Figure 2

Effects of IL-1β in cell adhesion ability of hUCMSCs to HFLS-RA cells. (a) The adhesion assay of hUCMSCs to HFLS-RA cells with or without IL-1β stimulation (labeled with: +IL-1β and −IL-1β). HFLS-RA seeded in 96 wells, then Calcein AM labeled hUCMSCs were added in wells with/without Lovastatin for 1 h. The adhesion of hUCMSCs to HFLS-RA were detected by multimode microplate readers. (b) Using fluorescence study of cell adhesion assay for hUCMSCs and HFLS-RA cells with/without 100 ng/mL IL-1β stimulation, and with/without adding Lovastatin for 24 h then co-cultured for an hour. hUCMSCs were labeled with Calcein AM, and nucleus stained with Hoechst 33258. (d) hUCMSCs were with/without IL-1β stimulation and with/without LFA-1 siRNA transfection.

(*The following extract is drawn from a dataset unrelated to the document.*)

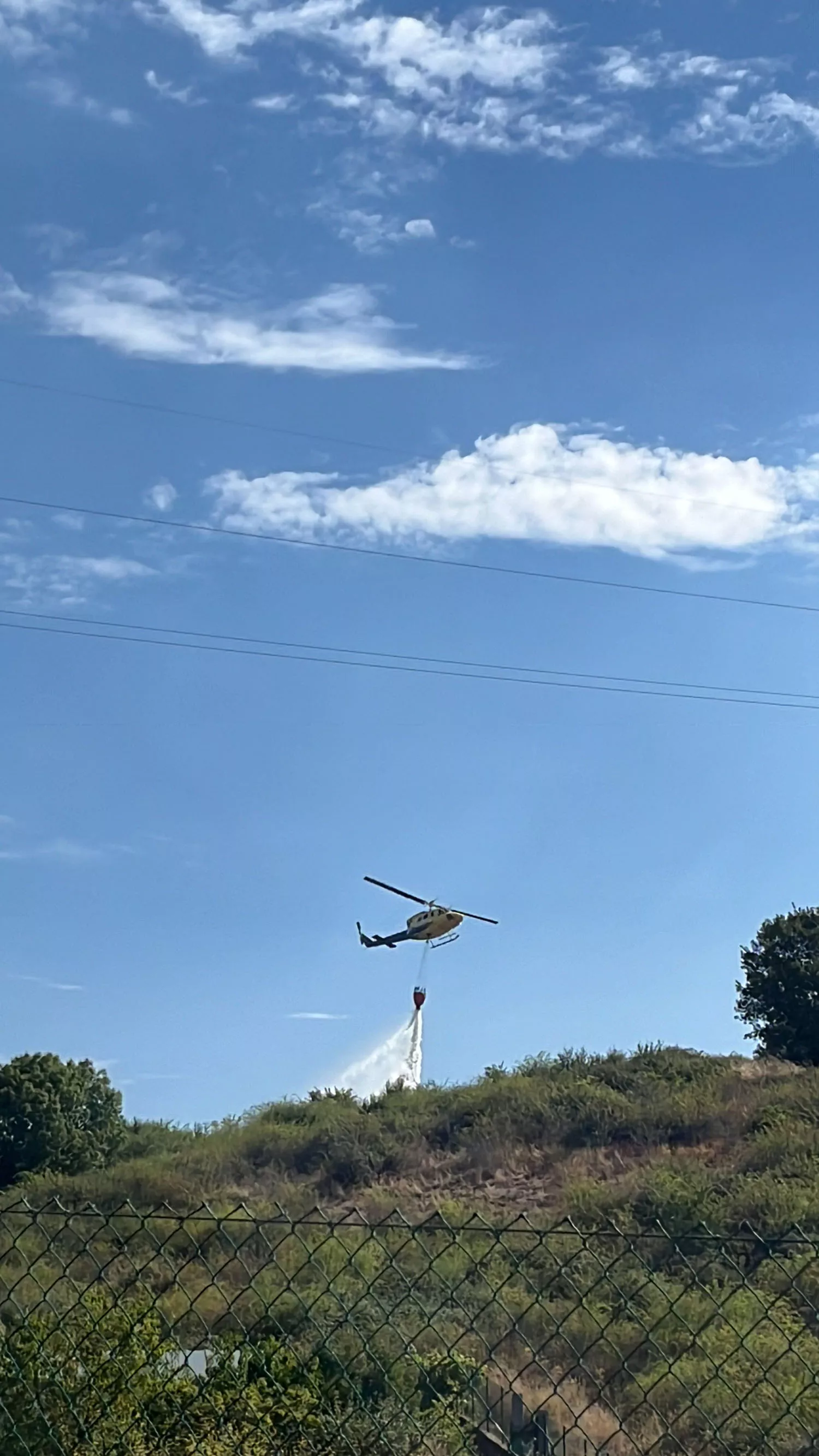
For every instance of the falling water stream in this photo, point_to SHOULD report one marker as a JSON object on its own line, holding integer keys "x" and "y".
{"x": 397, "y": 1059}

The cytosolic and membrane protein were fractionated by Mem-PER™ Plus membrane protein extraction kit, then the expression of LFA-1 protein was detected by Western blot. β-actin was used as a cytosolic marker whereas pan-cadherin was used as a cell membrane marker. (e) Quantitative results of the Western blot ICAM-1 expression of (d). (f) hUCMSCs and HFLS-RA cells with/without 100 ng/mL IL-1β stimulation and with/without adding Lovastatin for 24 h, then co-cultured for an hour. hUCMSCs were labeled with Calcein AM, and nucleus stained with Hoechst 33258. (c,g) Quantitation of the cell number of five random fields (b,f) normalized with hUCMSCs without IL-1β stimulation, the results were analyzed by ImageJ. Scale bar: 100 μm. Full-length Western blots are in Supplementary Fig. S6. The data represent mean ± SD (n = 3) (*P < 0.05, **P < 0.01, ***P < 0.001).